All Atom RFDiffusion and Innovations
RosettaFold (RF) All Atom (AA) & RFDiffusion AA (RFDiff AA) support the inclusion of non-protein atoms during protein generation, facilitating the creation of binding proteins targeting metals, nucleotides, non-canonical residues, and small molecules. In a preprint released not long after RFDiffusion, the Baker Lab describes RF AA for structure prediction incorporating proteins, nucleic acids, small molecules, metals, and covalent modifications. They also described RFDiff AA and its application by generating designs that bind to therapeutic digoxigenin, the enzymatic cofactor heme, and optically active bilin molecules.

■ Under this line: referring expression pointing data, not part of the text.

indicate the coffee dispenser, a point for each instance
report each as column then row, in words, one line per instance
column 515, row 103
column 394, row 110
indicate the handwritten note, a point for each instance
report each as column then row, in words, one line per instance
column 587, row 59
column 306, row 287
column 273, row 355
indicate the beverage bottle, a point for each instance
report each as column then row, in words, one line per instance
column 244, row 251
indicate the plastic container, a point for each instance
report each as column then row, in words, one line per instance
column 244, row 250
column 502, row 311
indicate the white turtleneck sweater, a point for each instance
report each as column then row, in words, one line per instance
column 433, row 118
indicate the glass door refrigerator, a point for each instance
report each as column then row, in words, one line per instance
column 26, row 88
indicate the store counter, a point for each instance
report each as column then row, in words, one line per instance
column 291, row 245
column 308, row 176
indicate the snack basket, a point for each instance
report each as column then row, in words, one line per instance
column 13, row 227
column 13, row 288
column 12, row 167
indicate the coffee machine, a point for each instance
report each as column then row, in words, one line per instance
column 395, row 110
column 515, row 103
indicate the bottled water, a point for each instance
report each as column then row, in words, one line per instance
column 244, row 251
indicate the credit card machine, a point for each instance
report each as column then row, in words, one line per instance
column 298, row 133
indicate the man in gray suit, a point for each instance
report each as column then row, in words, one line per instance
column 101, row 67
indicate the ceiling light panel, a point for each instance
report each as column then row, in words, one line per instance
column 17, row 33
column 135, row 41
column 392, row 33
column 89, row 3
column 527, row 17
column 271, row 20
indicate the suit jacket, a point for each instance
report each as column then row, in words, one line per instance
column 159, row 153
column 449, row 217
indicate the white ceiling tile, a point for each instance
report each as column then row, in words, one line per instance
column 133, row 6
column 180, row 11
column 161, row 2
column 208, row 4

The tool has been further used throughout the Rosetta community and further modifications have been highlighted at this conference. For example, the Meiler Lab has modified RFDiffusion to design cyclic peptides. They used an adaptation from AlphaFold2 variation that allows C to N linkage in structure prediction so they could have RFDiffusion generate cyclic peptides that bound a target protein. This approach can be used for other chemistries involved in cyclization of peptides and will likely be widely used before long.

Partial Diffusion is a technique which was possible from the start but we are seeing it used finally for some interesting experiments. The partial diffusion process begins with an initial protein structure which is partially noised by introducing random perturbations to its coordinates. The RFDiffusion model then denoises the structure iteratively, refining it to achieve a favorable structure that looks similar to the input fold. By controlling the extent and nature of the initial noise, researchers can explore different structural variations and optimize the protein’s performance.

Part One Conclusions**

The widespread adoption of ProteinMPNN and RFDiffusion underscores their emergence as the new “standard” for designing highly stable, soluble, and functional proteins, replacing the traditional Rosetta tools that were dominant just a few years ago. The current focus within the Rosetta community is on broadening the application of these tools to tackle new and complex protein challenges while developing new variations to overcome existing limitations.

Strides are being made in areas like de novo design of peptides, RNA/DNA-binding proteins, complex protein-protein interactions (including antibody-antigen), and proteins bound to intricate small molecules, both covalent and non-covalent. While these remain challenging problems, the progress achieved so far highlights the capabilities of these tools and sets the stage for further advancements in the coming years.